When to choose MERV 11 (comparable to MRP 1000-1200/FPR7)
When you’re worried about dander and dust and want maximum protection, it may be time to choose a MERV 11 filter. Filters in this range tend to be pricy but can last quite a while, depending on your usage. They block all the common contaminants but are better suited for homeowners that have allergies or other conditions that make IAQ vital.
Home Depot’s answer to these filters are air filters rated at around FPR 8 or 9, which puts them into the Best category at the hardware store and opens the doors to some new brands and styles. The equivalent from 3M would be the 1000 class filters including a deep filter, and one that’s geared for heavy household dust.
When to choose MERV 13 (comparable to MRP 1500-1900/FPR10)

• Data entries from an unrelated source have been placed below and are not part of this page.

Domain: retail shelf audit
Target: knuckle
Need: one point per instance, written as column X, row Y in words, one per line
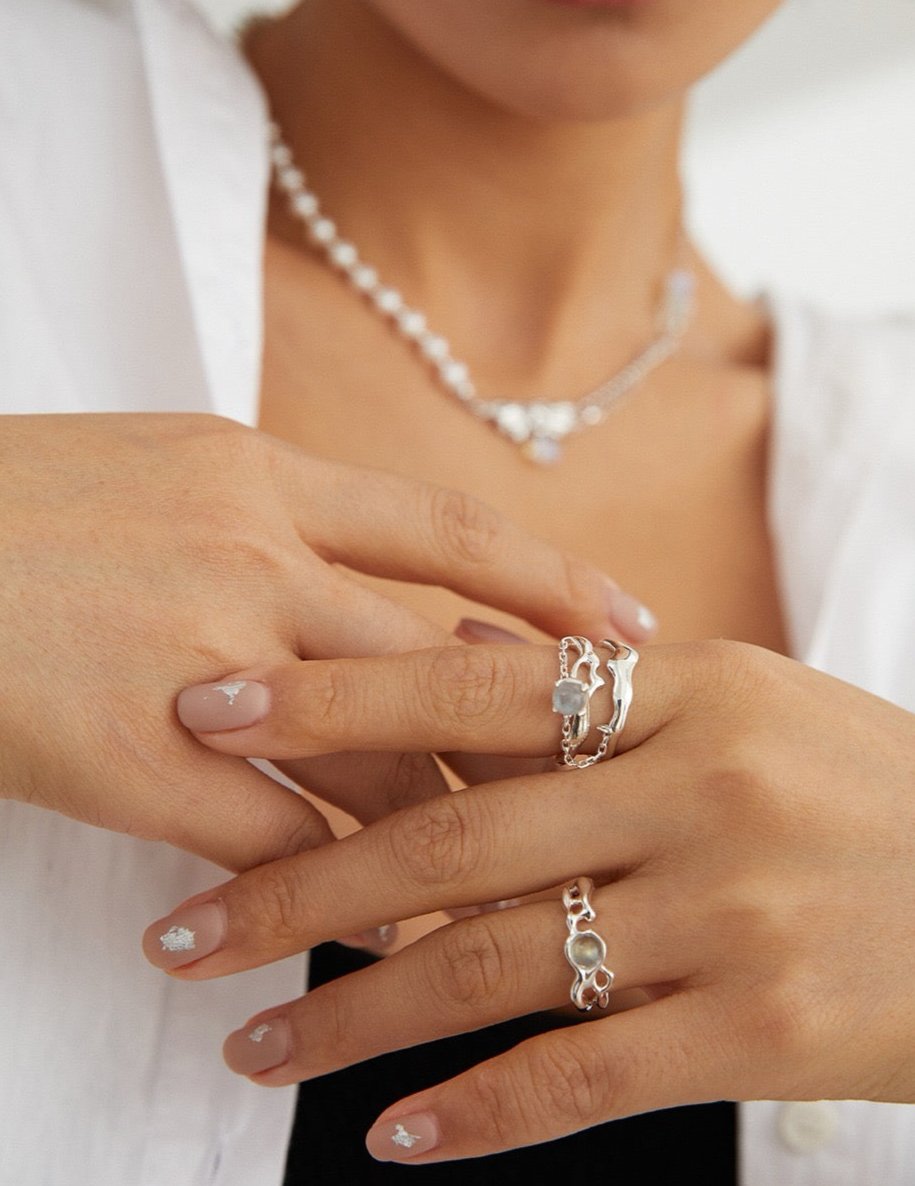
column 569, row 1079
column 277, row 911
column 499, row 1104
column 575, row 584
column 465, row 528
column 339, row 1038
column 467, row 970
column 407, row 778
column 467, row 686
column 434, row 845
column 326, row 705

If you want to make sure your indoor air quality is pristine, you’ll want to try and find a MERV 20 filter, but will more than likely have to settle for a MERV 13. These filters, and their counterparts, can trap viruses, bacteria, smoke, smog, and other particles that will slip through the cracks of weaker filters.
Filters rated at a MERV 13 should be easy to find, but anything higher could be hard to get your hands on in a local hardware store. For the Filtrete version of a MERV 13, you’ll want to start with a 1500 series filter and work your way up depending on how much you want to spend. From Home Depot, check out the filters rated at FPR 9 and FPR 10.